Boat counters on the Northway for the Memorial Day weekend say that 89% of the trailered motorboats traveling north into the Adirondacks on Interstate 87 passed the inspection/decontamination station without stopping, according to the Adirondack Council.
It is illegal to transport invasive plants, fish or wildlife from one water body to another in New York. The surest way to avoid contaminating one lake, pond or river with species from another is to have the boat inspected and cleaned by trained personnel. New York has installed a network of inspection stations in and around the Adirondack Park.
Boat inspections and decontaminations are free, but the state hasn’t required boaters to stop at the inspection stations. The Adirondack Council and others want better protection.
Aggressive, non-native plants and aquatic wildlife can overwhelm local plants and wildlife, changing entire ecosystems. Removing them is usually impossible. Controlling their spread has cost state and Adirondack local governments tens of millions of dollars each year.
“The Northway inspection station is one of the easiest and most visible boat-cleaning facilities in the state,” said Adirondack Council Executive Director William C. Janeway. “The entire process takes about five minutes and the rest area offers great local food as part of an interesting Adirondack visitors’ center.
“Yet fewer than 11% of all boat transporters stopped at the rest area, and only 9% approached the inspection station,” he explained. “At least two percent of boaters used another part of the rest area and avoided the inspection station when they left. Even some who parked near the inspection station then went around it as they left.”
Janeway said it is time for the state to institute a comprehensive motorboat inspection program, requiring boaters who want to launch in the Adirondack Park to get their boats inspected first, and if needed, have them cleaned of invasive species. So far, only Lake George and Loon Lake (Chestertown) require all boats to be inspected prior to launch.

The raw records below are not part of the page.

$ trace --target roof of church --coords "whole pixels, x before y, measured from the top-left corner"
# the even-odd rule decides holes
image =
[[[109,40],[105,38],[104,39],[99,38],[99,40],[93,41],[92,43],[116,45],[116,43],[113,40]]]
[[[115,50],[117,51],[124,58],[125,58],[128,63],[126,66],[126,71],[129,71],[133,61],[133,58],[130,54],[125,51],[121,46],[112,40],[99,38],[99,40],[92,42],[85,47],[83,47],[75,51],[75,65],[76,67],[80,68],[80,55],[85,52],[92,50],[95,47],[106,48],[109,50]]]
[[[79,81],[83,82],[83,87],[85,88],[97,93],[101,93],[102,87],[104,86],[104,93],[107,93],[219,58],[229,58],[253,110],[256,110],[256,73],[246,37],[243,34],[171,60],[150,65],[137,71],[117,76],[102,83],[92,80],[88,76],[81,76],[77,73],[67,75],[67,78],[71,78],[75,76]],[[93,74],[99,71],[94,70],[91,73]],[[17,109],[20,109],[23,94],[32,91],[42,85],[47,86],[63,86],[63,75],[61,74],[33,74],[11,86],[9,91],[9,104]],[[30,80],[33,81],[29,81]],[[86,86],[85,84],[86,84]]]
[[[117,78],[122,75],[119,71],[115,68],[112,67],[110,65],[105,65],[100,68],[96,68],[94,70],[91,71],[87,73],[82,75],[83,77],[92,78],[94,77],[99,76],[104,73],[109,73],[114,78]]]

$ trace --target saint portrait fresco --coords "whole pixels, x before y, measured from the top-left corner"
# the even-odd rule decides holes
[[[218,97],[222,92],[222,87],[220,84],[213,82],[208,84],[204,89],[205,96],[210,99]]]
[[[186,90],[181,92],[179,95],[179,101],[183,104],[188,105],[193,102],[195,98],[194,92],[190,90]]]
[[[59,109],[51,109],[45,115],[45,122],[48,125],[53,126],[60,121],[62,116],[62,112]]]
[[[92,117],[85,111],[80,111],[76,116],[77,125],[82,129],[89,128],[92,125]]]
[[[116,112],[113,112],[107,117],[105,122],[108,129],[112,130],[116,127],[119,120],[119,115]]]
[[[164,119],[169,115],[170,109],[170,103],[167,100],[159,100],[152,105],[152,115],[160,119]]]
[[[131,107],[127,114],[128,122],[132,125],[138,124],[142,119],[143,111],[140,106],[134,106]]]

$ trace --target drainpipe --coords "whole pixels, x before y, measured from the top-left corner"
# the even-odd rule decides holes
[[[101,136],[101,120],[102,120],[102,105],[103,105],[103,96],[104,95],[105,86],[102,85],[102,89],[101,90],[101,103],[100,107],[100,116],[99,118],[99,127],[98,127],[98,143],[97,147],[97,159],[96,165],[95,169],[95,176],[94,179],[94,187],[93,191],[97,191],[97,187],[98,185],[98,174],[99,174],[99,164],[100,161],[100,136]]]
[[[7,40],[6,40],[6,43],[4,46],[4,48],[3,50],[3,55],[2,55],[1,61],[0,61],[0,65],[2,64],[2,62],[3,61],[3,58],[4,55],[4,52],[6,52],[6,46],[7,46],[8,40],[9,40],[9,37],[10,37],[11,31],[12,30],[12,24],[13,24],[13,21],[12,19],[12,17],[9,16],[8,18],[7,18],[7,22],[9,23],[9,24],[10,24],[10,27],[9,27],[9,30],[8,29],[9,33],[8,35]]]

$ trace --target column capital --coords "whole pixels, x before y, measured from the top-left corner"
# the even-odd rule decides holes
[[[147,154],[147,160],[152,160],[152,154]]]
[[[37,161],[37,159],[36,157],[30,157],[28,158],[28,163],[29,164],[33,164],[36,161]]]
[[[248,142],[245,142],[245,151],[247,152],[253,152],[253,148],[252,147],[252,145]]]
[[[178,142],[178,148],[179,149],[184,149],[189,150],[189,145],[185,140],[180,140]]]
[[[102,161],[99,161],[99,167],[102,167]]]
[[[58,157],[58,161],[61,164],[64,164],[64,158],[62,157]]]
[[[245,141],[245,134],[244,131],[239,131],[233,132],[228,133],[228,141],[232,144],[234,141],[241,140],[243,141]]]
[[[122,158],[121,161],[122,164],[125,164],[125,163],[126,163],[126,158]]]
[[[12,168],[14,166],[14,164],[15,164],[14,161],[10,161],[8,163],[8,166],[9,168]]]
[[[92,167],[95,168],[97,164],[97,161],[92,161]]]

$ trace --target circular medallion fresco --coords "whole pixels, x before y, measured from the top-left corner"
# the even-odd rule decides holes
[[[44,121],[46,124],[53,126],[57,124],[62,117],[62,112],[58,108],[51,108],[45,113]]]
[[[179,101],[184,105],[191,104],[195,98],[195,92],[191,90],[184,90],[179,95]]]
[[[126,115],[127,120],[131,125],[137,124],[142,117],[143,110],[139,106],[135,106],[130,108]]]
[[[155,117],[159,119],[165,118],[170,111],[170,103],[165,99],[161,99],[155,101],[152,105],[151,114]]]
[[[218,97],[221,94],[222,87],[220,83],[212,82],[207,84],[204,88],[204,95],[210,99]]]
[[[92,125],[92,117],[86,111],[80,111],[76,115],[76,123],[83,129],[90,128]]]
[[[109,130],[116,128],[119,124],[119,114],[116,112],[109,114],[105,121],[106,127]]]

Officials at the Adirondack Park Invasive Plant Program say 25 new invasive species infestations have been recorded in the park in the past five years, as the voluntary inspection program has slowly expanded.

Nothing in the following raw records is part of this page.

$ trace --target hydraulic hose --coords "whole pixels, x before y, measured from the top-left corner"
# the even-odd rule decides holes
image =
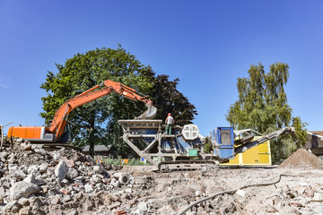
[[[192,208],[193,206],[198,204],[198,203],[201,203],[203,202],[205,202],[207,200],[210,200],[210,199],[213,199],[214,198],[215,196],[217,195],[222,195],[222,194],[234,194],[236,193],[238,190],[242,190],[242,189],[245,189],[247,187],[249,187],[249,186],[266,186],[266,185],[275,185],[275,184],[277,184],[278,182],[280,182],[282,176],[293,176],[293,175],[279,175],[279,177],[277,180],[274,181],[274,182],[270,182],[270,183],[260,183],[260,184],[254,184],[254,185],[244,185],[244,186],[241,186],[240,188],[239,189],[235,189],[235,190],[229,190],[229,191],[223,191],[223,192],[221,192],[221,193],[217,193],[215,194],[213,194],[213,195],[210,195],[210,196],[207,196],[205,198],[203,198],[203,199],[200,199],[196,202],[194,202],[193,203],[189,204],[188,207],[186,207],[185,209],[183,209],[182,211],[180,211],[178,215],[183,215],[186,211],[188,211],[190,208]]]

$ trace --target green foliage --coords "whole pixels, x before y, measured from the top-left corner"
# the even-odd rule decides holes
[[[42,98],[44,112],[40,113],[47,125],[65,101],[105,80],[122,82],[143,93],[148,93],[153,84],[146,76],[153,73],[151,67],[143,65],[120,47],[77,54],[57,67],[58,73],[48,72],[40,86],[48,93]],[[134,118],[145,107],[142,102],[124,99],[114,93],[87,103],[69,115],[69,121],[74,125],[74,142],[78,146],[89,144],[91,153],[94,144],[117,144],[118,120]]]
[[[297,125],[300,145],[304,142],[305,123],[300,117],[292,118],[284,86],[289,77],[287,64],[275,63],[265,73],[264,65],[252,64],[248,78],[237,82],[238,100],[230,107],[226,119],[236,129],[252,128],[261,133],[268,133],[282,127]],[[288,157],[296,149],[292,138],[280,137],[271,141],[273,160]],[[299,145],[299,146],[300,146]]]
[[[181,125],[191,122],[196,115],[195,107],[176,89],[179,79],[171,82],[167,75],[155,77],[151,66],[142,64],[120,46],[117,49],[103,47],[78,53],[64,64],[56,65],[58,72],[48,72],[40,86],[47,92],[41,99],[44,112],[40,113],[47,125],[64,102],[106,80],[150,95],[159,108],[157,118],[165,119],[167,113],[171,112],[176,123]],[[122,129],[118,120],[135,118],[144,110],[146,107],[143,102],[115,93],[81,106],[68,116],[68,121],[73,124],[73,144],[90,145],[91,155],[93,155],[94,144],[112,145],[111,150],[116,154],[127,155],[132,150],[119,138]]]
[[[162,74],[154,79],[152,90],[153,105],[158,108],[156,118],[165,120],[168,113],[171,113],[175,124],[183,126],[192,124],[194,116],[197,115],[196,107],[188,98],[177,90],[179,79],[169,81],[169,76]]]

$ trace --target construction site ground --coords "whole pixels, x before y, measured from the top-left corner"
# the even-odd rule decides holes
[[[323,214],[323,161],[305,150],[277,168],[162,173],[22,142],[0,152],[1,214]]]

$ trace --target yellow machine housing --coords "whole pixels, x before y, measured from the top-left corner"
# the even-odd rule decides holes
[[[256,137],[256,139],[258,137]],[[272,165],[270,142],[265,142],[242,153],[237,154],[233,159],[221,166],[270,166]]]

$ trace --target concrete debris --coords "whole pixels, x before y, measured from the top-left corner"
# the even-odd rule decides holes
[[[97,163],[75,150],[49,150],[18,140],[0,152],[0,214],[178,214],[202,198],[269,183],[280,174],[292,176],[275,186],[216,196],[186,214],[322,214],[323,170],[310,164],[300,169],[286,165],[160,173],[150,166]]]

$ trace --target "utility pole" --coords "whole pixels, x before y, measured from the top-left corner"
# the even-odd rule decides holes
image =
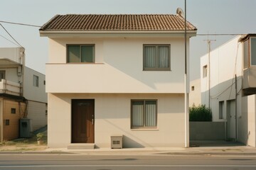
[[[205,41],[207,41],[208,43],[208,108],[210,107],[210,42],[212,41],[216,41],[216,40],[209,40],[208,38],[207,40],[204,40]]]

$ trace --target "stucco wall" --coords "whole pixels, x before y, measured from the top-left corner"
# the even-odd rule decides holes
[[[45,103],[28,101],[28,118],[31,119],[31,131],[47,125],[47,105]]]
[[[189,122],[189,140],[225,140],[225,123]]]
[[[25,103],[3,100],[3,120],[9,120],[9,125],[3,123],[3,140],[9,140],[18,137],[19,119],[23,118],[25,110]],[[11,109],[15,108],[16,113],[11,113]]]
[[[184,92],[183,38],[53,38],[49,44],[48,93]],[[95,63],[66,63],[67,44],[95,44]],[[171,71],[143,71],[144,44],[171,45]]]
[[[33,75],[39,77],[38,86],[34,86],[33,84]],[[28,100],[47,103],[45,80],[44,74],[25,67],[23,96]]]
[[[48,146],[71,142],[71,99],[95,99],[95,143],[110,147],[110,136],[124,135],[124,147],[184,147],[183,94],[48,94]],[[157,129],[130,128],[131,99],[157,99]]]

“Even if we assume that some of the boats passing the Northway station are going to get inspected in Lake George, there are thousands of other boating choices in the park,” Janeway said. “The good news is that the state has funded an already-impressive network of inspection stations around the park and its entry highways. The bad news is the stations won’t do the job if almost nobody stops at them.”

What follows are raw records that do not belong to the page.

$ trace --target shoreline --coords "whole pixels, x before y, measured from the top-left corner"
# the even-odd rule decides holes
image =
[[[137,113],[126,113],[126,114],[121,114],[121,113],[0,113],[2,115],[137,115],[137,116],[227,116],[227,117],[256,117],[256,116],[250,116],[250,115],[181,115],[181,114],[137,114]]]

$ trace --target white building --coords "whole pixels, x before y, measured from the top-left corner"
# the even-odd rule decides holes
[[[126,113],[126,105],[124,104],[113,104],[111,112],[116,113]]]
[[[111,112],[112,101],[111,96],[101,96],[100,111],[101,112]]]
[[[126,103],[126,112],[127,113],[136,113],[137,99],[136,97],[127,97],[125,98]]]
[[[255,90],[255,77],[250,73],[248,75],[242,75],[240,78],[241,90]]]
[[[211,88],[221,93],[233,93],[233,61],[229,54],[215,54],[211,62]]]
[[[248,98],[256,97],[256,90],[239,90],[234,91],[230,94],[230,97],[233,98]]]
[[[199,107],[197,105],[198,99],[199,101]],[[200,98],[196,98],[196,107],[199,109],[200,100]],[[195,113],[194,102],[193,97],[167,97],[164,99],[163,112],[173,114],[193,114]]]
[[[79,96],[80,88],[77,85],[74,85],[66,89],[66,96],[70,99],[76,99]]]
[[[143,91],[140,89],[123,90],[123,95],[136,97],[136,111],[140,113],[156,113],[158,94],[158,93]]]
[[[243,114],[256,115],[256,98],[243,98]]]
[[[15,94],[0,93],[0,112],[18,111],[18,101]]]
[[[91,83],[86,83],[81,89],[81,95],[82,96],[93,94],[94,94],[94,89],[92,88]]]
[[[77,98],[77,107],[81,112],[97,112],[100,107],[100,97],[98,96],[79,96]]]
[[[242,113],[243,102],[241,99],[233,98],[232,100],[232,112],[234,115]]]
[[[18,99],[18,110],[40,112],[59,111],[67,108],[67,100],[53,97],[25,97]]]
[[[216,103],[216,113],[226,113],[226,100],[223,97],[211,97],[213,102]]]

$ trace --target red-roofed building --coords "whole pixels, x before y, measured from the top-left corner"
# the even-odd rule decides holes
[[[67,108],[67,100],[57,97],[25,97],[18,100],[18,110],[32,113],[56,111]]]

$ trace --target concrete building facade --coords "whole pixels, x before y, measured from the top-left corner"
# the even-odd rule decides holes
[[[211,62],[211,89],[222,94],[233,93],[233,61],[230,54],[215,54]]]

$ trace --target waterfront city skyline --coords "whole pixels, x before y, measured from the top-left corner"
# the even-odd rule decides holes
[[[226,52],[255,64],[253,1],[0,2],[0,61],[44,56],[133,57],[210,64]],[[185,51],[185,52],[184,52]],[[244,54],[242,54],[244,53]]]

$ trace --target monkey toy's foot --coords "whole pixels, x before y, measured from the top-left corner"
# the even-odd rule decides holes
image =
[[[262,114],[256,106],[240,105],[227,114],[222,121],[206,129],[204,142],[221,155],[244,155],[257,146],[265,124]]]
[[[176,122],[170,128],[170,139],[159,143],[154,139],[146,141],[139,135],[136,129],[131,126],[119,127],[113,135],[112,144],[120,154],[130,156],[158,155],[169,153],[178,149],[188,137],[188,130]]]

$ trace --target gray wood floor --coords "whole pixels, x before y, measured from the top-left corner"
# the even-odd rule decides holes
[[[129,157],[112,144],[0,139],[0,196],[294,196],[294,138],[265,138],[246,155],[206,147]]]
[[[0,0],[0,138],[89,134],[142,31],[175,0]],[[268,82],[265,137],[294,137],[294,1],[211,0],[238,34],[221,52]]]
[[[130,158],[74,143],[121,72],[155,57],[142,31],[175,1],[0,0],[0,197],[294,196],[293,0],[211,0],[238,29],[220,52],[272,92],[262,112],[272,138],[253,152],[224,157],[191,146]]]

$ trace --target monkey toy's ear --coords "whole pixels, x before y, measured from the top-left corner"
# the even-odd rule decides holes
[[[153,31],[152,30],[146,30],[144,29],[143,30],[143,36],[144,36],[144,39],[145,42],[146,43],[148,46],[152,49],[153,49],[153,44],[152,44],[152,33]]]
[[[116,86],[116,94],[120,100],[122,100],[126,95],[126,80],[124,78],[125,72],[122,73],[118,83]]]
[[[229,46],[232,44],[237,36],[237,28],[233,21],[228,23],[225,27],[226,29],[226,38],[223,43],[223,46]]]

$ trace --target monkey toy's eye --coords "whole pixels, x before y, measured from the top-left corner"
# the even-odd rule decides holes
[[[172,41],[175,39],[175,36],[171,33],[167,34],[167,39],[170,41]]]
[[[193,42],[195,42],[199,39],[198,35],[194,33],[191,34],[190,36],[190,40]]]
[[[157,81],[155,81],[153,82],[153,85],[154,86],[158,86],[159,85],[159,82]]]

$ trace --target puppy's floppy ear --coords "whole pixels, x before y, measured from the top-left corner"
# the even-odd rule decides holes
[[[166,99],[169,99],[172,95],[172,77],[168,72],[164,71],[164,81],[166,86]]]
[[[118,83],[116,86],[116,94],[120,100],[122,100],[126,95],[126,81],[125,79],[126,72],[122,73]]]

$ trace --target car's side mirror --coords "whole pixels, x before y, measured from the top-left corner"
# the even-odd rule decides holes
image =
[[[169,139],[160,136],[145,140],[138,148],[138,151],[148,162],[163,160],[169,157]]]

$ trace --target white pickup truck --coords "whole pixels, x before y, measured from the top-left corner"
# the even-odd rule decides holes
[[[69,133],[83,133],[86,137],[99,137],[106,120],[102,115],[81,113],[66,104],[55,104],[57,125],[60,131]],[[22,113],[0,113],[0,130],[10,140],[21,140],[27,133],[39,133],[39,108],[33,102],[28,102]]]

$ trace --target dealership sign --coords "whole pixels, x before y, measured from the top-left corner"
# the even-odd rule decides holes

A state-appointed Wilderness Overuse Working Group is developing recommendations for improved management that better protects visitors, the wilderness, and local communities.
The Adirondack Park is the largest park in the contiguous United States and contains thousands of lakes, ponds and rivers with launches that can accommodate trailered motorboats. It would expensive to place enforcement personnel at each launch, but many already have lake stewards who undertake voluntary inspections and cleanings.
Under a comprehensive program, roadside inspections would conclude with a wire seal being placed between the boat and trailer. The seals would allow rangers, other state officials and owners of private launches to conduct spot-inspections to encourage compliance. Inspections conducted on-site prior to launch wouldn’t require a seal, but boaters headed to other lakes could get one as they are leaving.
The original state law banning transport of invasive species was designed to expire after five years, so it could be dropped if it was impractical or onerous. It has been neither, Janeway said.
He noted that the NYS Legislature this spring approved a one-year extension of the law. The Adirondack Council and others support are urging the Legislature to amend the law to require pre-launch inspections, and to make the requirement permanent.